17.(Megan Owen) The space of metric phylogenetic trees introduced by Billera, Holmes, and Vogtmann (2001) is a polyhedral cone complex. It is also non-positively curved, so there is is a unique shortest path (geodesic) between any two trees. I will show how the combinatorics of geodesics with a specified fixed endpoint give rise to a finer polyhedral subdivision, and how this subdivision can be used to prove a partial Central Limit Theorem on the tree space. This talk is a combination of joint work with Ezra Miller and Scott Provan, and Huiling Le and Dennis Barden.

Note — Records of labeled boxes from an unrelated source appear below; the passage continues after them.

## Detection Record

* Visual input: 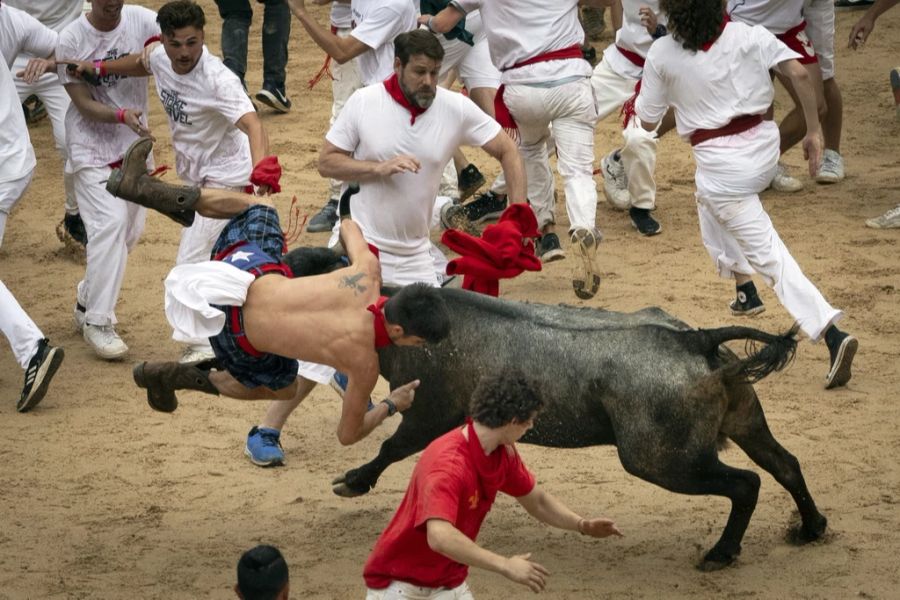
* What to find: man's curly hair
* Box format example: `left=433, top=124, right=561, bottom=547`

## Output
left=469, top=369, right=544, bottom=429
left=659, top=0, right=725, bottom=52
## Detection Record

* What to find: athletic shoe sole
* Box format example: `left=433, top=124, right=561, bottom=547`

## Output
left=571, top=229, right=600, bottom=300
left=825, top=335, right=859, bottom=390
left=256, top=89, right=291, bottom=113
left=16, top=348, right=66, bottom=412
left=244, top=446, right=284, bottom=467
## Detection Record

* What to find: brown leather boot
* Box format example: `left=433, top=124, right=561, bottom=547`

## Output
left=106, top=138, right=200, bottom=227
left=132, top=360, right=219, bottom=412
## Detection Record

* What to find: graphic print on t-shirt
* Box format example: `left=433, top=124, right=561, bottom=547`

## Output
left=159, top=88, right=192, bottom=125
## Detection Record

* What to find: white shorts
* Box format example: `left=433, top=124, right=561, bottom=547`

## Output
left=803, top=0, right=834, bottom=80
left=438, top=12, right=500, bottom=90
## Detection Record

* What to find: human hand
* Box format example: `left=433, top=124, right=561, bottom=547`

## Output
left=638, top=6, right=659, bottom=35
left=578, top=518, right=622, bottom=537
left=803, top=130, right=824, bottom=177
left=503, top=552, right=550, bottom=593
left=138, top=42, right=159, bottom=73
left=388, top=379, right=422, bottom=412
left=375, top=154, right=421, bottom=177
left=16, top=58, right=56, bottom=83
left=847, top=15, right=875, bottom=50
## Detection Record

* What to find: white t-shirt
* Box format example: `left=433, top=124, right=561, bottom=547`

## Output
left=56, top=4, right=159, bottom=172
left=635, top=22, right=799, bottom=138
left=330, top=2, right=353, bottom=29
left=726, top=0, right=803, bottom=35
left=0, top=4, right=57, bottom=183
left=453, top=0, right=591, bottom=84
left=150, top=46, right=254, bottom=187
left=350, top=0, right=418, bottom=85
left=603, top=0, right=666, bottom=79
left=3, top=0, right=84, bottom=33
left=325, top=84, right=500, bottom=255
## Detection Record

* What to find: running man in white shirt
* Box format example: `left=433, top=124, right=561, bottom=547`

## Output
left=68, top=0, right=277, bottom=362
left=635, top=0, right=859, bottom=389
left=591, top=0, right=671, bottom=236
left=6, top=0, right=87, bottom=246
left=56, top=0, right=159, bottom=360
left=431, top=0, right=602, bottom=299
left=0, top=4, right=63, bottom=412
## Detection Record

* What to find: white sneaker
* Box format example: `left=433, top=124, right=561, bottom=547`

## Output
left=816, top=149, right=844, bottom=183
left=83, top=323, right=128, bottom=360
left=178, top=346, right=216, bottom=364
left=769, top=163, right=803, bottom=193
left=600, top=150, right=631, bottom=210
left=866, top=204, right=900, bottom=229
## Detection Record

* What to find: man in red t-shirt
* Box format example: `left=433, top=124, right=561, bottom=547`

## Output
left=363, top=370, right=622, bottom=600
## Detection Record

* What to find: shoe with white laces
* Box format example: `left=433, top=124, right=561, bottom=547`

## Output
left=571, top=227, right=603, bottom=300
left=600, top=150, right=631, bottom=210
left=178, top=345, right=216, bottom=364
left=769, top=163, right=803, bottom=193
left=866, top=204, right=900, bottom=229
left=82, top=323, right=128, bottom=360
left=816, top=149, right=844, bottom=183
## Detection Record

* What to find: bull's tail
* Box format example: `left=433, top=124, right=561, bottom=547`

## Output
left=697, top=325, right=799, bottom=383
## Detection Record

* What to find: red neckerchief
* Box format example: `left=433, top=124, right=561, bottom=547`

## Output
left=366, top=296, right=393, bottom=348
left=384, top=73, right=428, bottom=125
left=700, top=13, right=731, bottom=52
left=466, top=417, right=507, bottom=491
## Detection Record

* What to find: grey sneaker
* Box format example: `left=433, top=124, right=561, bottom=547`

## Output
left=866, top=204, right=900, bottom=229
left=600, top=150, right=631, bottom=210
left=306, top=198, right=338, bottom=233
left=571, top=227, right=603, bottom=300
left=816, top=149, right=844, bottom=183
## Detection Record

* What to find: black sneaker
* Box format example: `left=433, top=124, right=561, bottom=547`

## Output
left=16, top=338, right=65, bottom=412
left=256, top=85, right=291, bottom=113
left=462, top=192, right=506, bottom=223
left=306, top=198, right=338, bottom=233
left=63, top=213, right=87, bottom=246
left=537, top=233, right=566, bottom=263
left=728, top=281, right=766, bottom=317
left=825, top=325, right=859, bottom=390
left=457, top=163, right=484, bottom=202
left=628, top=206, right=662, bottom=237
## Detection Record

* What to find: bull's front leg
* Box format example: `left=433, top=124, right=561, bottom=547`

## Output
left=331, top=404, right=464, bottom=498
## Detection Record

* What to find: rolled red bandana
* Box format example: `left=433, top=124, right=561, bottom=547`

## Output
left=250, top=156, right=281, bottom=194
left=384, top=73, right=428, bottom=125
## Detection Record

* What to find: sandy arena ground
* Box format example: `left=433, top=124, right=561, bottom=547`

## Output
left=0, top=0, right=900, bottom=600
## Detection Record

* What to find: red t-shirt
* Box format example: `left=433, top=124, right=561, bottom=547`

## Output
left=363, top=425, right=534, bottom=590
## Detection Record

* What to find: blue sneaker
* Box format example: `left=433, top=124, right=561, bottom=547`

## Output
left=244, top=426, right=284, bottom=467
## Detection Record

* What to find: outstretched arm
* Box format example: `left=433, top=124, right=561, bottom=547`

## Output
left=425, top=519, right=550, bottom=592
left=516, top=486, right=622, bottom=537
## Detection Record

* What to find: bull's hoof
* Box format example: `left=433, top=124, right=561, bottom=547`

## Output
left=331, top=473, right=372, bottom=498
left=697, top=548, right=739, bottom=573
left=785, top=515, right=828, bottom=546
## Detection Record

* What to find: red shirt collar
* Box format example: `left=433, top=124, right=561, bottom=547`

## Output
left=384, top=73, right=428, bottom=125
left=366, top=296, right=393, bottom=348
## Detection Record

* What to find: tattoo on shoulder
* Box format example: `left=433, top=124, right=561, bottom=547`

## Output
left=338, top=273, right=367, bottom=294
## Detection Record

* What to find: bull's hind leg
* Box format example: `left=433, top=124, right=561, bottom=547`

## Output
left=331, top=405, right=464, bottom=498
left=619, top=446, right=759, bottom=571
left=722, top=386, right=828, bottom=544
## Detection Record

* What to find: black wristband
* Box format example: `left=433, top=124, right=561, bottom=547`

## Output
left=381, top=398, right=397, bottom=417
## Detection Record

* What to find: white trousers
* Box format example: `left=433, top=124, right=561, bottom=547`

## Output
left=0, top=281, right=44, bottom=369
left=0, top=169, right=34, bottom=247
left=328, top=27, right=363, bottom=200
left=12, top=59, right=78, bottom=214
left=503, top=78, right=597, bottom=229
left=74, top=167, right=147, bottom=325
left=694, top=121, right=843, bottom=341
left=366, top=581, right=475, bottom=600
left=591, top=61, right=659, bottom=210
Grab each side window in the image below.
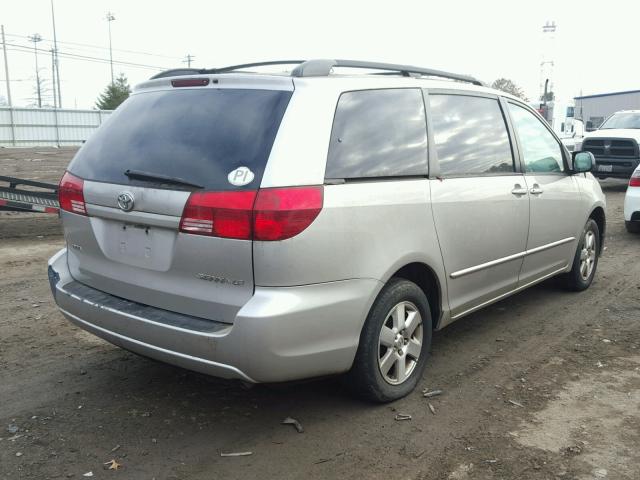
[509,103,564,172]
[325,89,427,178]
[429,94,514,175]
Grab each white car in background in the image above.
[624,166,640,233]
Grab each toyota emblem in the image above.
[118,192,133,212]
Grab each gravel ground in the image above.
[0,149,640,480]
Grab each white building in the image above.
[575,90,640,130]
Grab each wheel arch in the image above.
[385,262,443,330]
[589,206,607,255]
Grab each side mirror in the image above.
[572,152,596,173]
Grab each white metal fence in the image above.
[0,107,112,147]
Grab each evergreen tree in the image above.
[96,73,131,110]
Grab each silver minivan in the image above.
[49,60,605,402]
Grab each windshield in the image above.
[69,88,291,190]
[599,112,640,130]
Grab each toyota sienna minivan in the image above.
[49,60,605,402]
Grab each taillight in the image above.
[180,191,256,240]
[58,172,87,215]
[180,186,323,241]
[253,186,323,240]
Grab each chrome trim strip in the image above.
[451,264,568,320]
[449,237,576,278]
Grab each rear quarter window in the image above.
[325,89,427,179]
[429,94,515,176]
[69,88,291,190]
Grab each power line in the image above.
[182,53,196,68]
[7,42,167,70]
[6,33,181,60]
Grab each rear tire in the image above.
[565,218,600,292]
[624,222,640,233]
[345,278,432,403]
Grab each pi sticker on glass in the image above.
[227,167,255,187]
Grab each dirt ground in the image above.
[0,150,640,480]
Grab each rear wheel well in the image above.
[391,262,442,329]
[589,207,607,255]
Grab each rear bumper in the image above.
[49,250,382,382]
[624,187,640,222]
[591,156,640,178]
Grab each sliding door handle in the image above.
[511,183,529,197]
[529,183,544,195]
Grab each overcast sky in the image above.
[0,0,640,108]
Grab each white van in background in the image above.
[530,100,585,152]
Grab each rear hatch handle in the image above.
[124,170,204,189]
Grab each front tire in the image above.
[565,218,600,292]
[346,278,432,403]
[624,221,640,233]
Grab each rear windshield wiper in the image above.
[124,170,204,188]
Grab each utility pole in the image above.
[49,48,58,108]
[182,53,196,68]
[1,25,13,108]
[51,0,62,108]
[29,33,42,108]
[105,12,116,85]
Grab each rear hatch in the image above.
[63,77,292,322]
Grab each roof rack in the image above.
[151,59,484,86]
[151,60,305,80]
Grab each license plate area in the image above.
[117,223,155,260]
[91,217,176,272]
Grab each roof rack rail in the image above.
[151,60,305,80]
[291,60,484,86]
[149,68,204,80]
[151,59,484,86]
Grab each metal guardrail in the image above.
[0,175,60,213]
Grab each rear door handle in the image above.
[511,183,529,197]
[529,183,544,195]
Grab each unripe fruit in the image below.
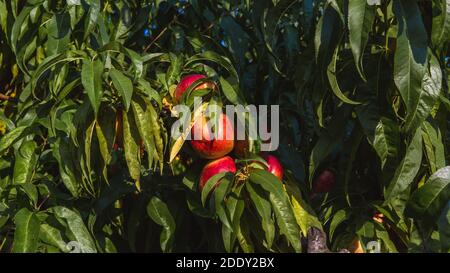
[173,74,216,103]
[199,156,236,190]
[263,155,283,180]
[190,113,234,159]
[313,170,335,193]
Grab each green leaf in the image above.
[185,51,239,79]
[393,0,427,121]
[245,183,274,246]
[0,126,27,154]
[249,169,301,252]
[348,0,376,79]
[431,0,450,48]
[39,223,68,252]
[51,132,79,197]
[214,173,233,230]
[405,166,450,220]
[405,52,442,132]
[51,206,97,253]
[46,13,71,56]
[95,107,116,181]
[14,140,37,185]
[219,77,245,105]
[201,172,229,206]
[84,0,101,39]
[422,121,445,173]
[236,218,255,253]
[437,201,450,253]
[384,126,422,202]
[327,39,360,105]
[147,196,175,252]
[286,180,323,237]
[109,68,133,112]
[131,93,164,170]
[81,59,103,116]
[12,208,40,253]
[122,108,141,181]
[314,5,342,71]
[373,117,400,168]
[309,106,350,182]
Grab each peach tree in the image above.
[0,0,450,252]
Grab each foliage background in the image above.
[0,0,450,252]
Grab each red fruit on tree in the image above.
[190,113,234,159]
[313,170,336,193]
[199,156,236,190]
[263,155,283,180]
[233,139,250,157]
[174,74,216,103]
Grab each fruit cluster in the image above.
[173,74,283,190]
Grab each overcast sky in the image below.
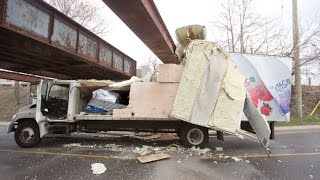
[95,0,320,65]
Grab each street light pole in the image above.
[292,0,302,118]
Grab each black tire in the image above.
[176,129,181,139]
[14,121,41,148]
[180,126,209,148]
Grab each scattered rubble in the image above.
[191,146,211,155]
[231,157,242,162]
[91,163,107,175]
[62,143,81,147]
[62,143,96,148]
[137,153,170,164]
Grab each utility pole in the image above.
[292,0,302,118]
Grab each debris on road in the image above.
[191,146,211,155]
[62,143,96,148]
[91,163,107,175]
[231,157,242,162]
[128,134,161,141]
[137,153,170,164]
[152,133,178,141]
[133,145,154,156]
[104,144,123,148]
[62,143,81,147]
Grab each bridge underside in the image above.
[0,0,136,80]
[0,27,130,80]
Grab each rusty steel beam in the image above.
[0,70,53,83]
[0,0,136,80]
[103,0,179,64]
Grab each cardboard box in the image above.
[158,64,184,83]
[128,82,179,120]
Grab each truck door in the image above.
[36,80,48,122]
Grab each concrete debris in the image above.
[137,153,170,164]
[152,133,178,141]
[62,143,81,147]
[231,157,242,162]
[62,143,96,148]
[133,145,154,156]
[191,146,211,155]
[91,163,107,175]
[104,144,122,148]
[129,134,161,140]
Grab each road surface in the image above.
[0,126,320,180]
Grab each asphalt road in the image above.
[0,126,320,180]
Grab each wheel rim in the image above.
[187,128,204,146]
[19,127,34,143]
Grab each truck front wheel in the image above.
[14,121,41,148]
[180,126,209,148]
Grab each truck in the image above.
[8,26,291,154]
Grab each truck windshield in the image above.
[49,84,69,100]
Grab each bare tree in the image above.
[46,0,109,35]
[212,0,283,54]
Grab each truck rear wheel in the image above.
[14,121,41,148]
[180,126,209,148]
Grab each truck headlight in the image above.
[12,114,17,120]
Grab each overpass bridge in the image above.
[0,0,136,80]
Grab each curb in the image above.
[274,125,320,131]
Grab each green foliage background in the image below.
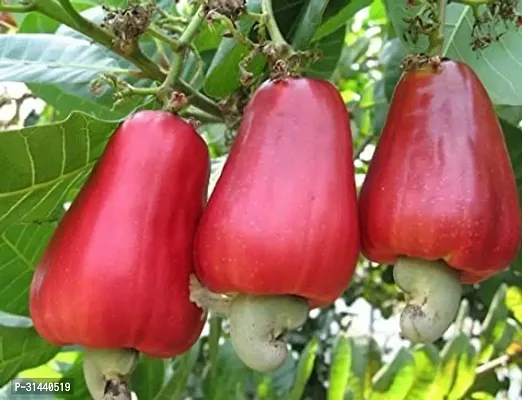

18, (Katherine L. Thompson) Recent developments in association mapping methods along with improvements in sequencing technology have made it possible to link locations along the genome (single nucleotide polymorphisms, or SNPs) with quantitative traits. Although this goal is central in the biological sciences, progress has been limited by the inability of existing methods to consider complex, but relevant, scenarios such as the simultaneous influence of genetic and external effects on quantitative trait(s) under study. Regression-based methods are computationally feasible and perform well in detecting external effects, but may miss weaker genetic signals since they fail to consider uneven evolutionary relatedness among samples. Previous work has shown promise in improving detection of associated SNPs by using the uneven relatedness within a SNP to estimate the underlying covariance structure among trait values. Here, a method including phylogenetic analysis is proposed to search for genetic and external effects on a quantitative trait. Parameter estimates from mixed model and Bayesian approaches are compared. The proposed method aims to estimate and separate effects while remaining computationally feasible.

19. (Laura Kubatko) The rapid increase in availability of DNA sequence data coupled with gains in computational power have led to the use of increasingly complex models for inferring the evolutionary relationships among collections of species. These models have largely made use of the coalescent to capture the within-population dynamics of the speciation process along a phylogenetic tree. Though at least a dozen inference methods/software packages have been developed in this setting in the last 10 years, there has been little attention given to identifiability of model parameters. We have previously established identifiability of the species tree topology using techniques from algebraic statistics. We now extend our methodology to consider the estimation of parameters along that tree. In particular, we consider identifiability of the times of the speciation events along a fixed phylogeny. We apply our methods to both simulated and empirical data sets.